What we've learned.

Brands are cultural symbols.

When you think of your company, it means something specific to you.  That interpretation in your mind is your “brand” as you know it. It’s a symbol that you use to understand and hopefully project the role your company plays in the world. 

Everyone else who thinks about your company does the same thing. They take what they see and experience and package it in their mind such that the mention of your company name or sighting of your logo evokes a specific meaning.  But that meaning in their head may be very different from that which takes form in your head.

Why? Because the meaning individuals and groups assign to people, places, things, and experiences is determined by their own experience and the story they tell themselves about how the world works. Brands are symbols and the meaning of those symbols are culturally dependent. In other words, your brand has a place in the subculture and what that place ends up being is determined by the influences of that subculture.

This is how we’ve seen brands enter and “live” in marketplaces. There are four phases:

Phase 1: “Inspiration:” – this is when you create your company, messaging, and activity. At this phase, you have your idea of what your company’s mission and place and the world is, and what you believe distinguishes you in the marketplace. You put yourself out there in the marketplace.

Phase 2: “Interpretation: “ – this is when others that make up your marketplace decide how to interpret who you are and what you mean to them.

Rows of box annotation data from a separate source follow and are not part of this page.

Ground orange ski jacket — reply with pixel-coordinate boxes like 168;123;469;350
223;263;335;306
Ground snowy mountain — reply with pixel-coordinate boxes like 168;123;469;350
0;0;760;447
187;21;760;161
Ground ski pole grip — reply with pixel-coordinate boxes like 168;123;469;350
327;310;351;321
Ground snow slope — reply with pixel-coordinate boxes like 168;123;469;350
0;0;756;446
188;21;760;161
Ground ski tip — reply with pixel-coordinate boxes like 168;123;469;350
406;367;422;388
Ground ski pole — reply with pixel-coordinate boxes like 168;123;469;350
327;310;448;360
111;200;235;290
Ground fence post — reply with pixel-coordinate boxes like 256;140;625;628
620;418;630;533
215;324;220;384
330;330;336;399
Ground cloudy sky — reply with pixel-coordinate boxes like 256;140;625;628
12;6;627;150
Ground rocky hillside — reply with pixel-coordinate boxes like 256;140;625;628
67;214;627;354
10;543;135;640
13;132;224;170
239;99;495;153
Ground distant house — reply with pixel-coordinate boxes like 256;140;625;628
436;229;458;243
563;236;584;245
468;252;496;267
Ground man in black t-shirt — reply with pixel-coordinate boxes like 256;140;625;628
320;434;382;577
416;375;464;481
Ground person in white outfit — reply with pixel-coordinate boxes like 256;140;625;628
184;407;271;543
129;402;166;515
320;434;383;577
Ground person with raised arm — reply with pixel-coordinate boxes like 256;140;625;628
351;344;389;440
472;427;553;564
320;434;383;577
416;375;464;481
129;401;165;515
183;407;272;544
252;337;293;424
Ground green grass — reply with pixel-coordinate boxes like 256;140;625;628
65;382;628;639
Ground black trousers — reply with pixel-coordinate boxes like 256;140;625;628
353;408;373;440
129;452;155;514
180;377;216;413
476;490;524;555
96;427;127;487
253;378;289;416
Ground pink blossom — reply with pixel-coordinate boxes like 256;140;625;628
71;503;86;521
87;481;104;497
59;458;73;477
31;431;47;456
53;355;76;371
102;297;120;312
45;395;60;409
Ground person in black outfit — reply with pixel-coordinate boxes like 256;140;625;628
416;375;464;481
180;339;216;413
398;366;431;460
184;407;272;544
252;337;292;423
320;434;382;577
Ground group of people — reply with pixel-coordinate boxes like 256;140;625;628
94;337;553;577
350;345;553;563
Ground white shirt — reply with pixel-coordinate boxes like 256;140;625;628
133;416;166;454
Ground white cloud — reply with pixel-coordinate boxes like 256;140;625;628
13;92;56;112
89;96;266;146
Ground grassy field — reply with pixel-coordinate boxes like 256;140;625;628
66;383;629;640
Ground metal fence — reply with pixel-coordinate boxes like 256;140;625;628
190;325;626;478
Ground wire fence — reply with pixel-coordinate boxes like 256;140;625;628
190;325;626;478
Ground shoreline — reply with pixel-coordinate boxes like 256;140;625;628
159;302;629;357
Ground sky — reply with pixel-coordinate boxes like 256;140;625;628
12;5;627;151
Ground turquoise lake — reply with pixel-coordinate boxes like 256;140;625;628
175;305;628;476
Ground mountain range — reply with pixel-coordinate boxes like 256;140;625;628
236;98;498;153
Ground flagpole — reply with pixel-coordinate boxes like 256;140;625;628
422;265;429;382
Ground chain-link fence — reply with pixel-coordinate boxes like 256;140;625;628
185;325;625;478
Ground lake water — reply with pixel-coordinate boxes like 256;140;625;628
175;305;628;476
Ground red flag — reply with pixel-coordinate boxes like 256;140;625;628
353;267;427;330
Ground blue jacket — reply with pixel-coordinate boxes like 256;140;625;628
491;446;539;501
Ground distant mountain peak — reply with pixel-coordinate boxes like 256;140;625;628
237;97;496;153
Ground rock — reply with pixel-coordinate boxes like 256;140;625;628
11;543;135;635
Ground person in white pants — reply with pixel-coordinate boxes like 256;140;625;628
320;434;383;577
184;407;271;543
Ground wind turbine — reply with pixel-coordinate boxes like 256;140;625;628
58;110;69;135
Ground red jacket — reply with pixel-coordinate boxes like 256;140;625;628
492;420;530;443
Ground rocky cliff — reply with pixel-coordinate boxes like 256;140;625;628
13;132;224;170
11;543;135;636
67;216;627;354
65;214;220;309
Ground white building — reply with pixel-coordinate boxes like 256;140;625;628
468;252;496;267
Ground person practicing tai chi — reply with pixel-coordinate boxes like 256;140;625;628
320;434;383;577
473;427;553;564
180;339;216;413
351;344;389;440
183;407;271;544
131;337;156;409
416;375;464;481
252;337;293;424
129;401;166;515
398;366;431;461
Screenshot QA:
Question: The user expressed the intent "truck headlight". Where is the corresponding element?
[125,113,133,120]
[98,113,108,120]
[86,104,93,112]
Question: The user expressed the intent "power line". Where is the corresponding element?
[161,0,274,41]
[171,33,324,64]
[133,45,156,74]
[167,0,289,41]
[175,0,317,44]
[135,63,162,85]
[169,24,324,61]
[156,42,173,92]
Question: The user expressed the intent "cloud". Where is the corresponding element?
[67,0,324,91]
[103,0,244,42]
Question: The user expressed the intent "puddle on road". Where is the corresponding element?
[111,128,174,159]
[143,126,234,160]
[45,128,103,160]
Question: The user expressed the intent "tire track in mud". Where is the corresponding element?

Phase 3: “Integration:” – this is when your brand becomes a cultural symbol of some kind or does not. If it becomes a cultural symbol — that is, it has a specific meaning within the culture — then you’ll be defined by that symbol and its meaning. If your brand does not become a cultural symbol, you’re flirting with growing increasingly irrelevant to the marketplace, or at least certain segments of the marketplace. In other words, in this phase you either become integrated into and part of people’s lives to a certain degree or you don’t.

Phase 4: “Utilization:” This is the prize for marketers, leaders, and entrepreneurs. Utilization is what happens when the cultural meaning of your brand is such that others see it as a vehicle to validate and amplify their values, and they therefore invest in and promote your brand. They literally use your brand for their own purposes so become promotional agents on your behalf and form, collectively, a marketing engine that keeps churning with a life of its own.

Apple, Air Jordan, Patagonia, the NRA, the ACLU, and especially political parties and sports teams are examples of brands that are utilized by members of the marketplace expressly because the symbolic power of these brands help the individual to assert cultural influence in a way that would be difficult as an individual. There’s also the aspect of quality by association, as in when you hire or partner with “best of breed companies.” Whether is still true or not, there once was an expression that “no one got fired by hiring IBM.”  At that time, IBM’s brand was blue chip — if you hired them, by implication you must be blue chip.

Brands are considered cultural symbols if they become integrated to some degree into the culture of the marketplace. This implies that those organizations that are attuned to the culture of the marketplace, and the narrative that the culture creates in its members, will be at an advantage when it comes to positioning their brands and remaining relevant.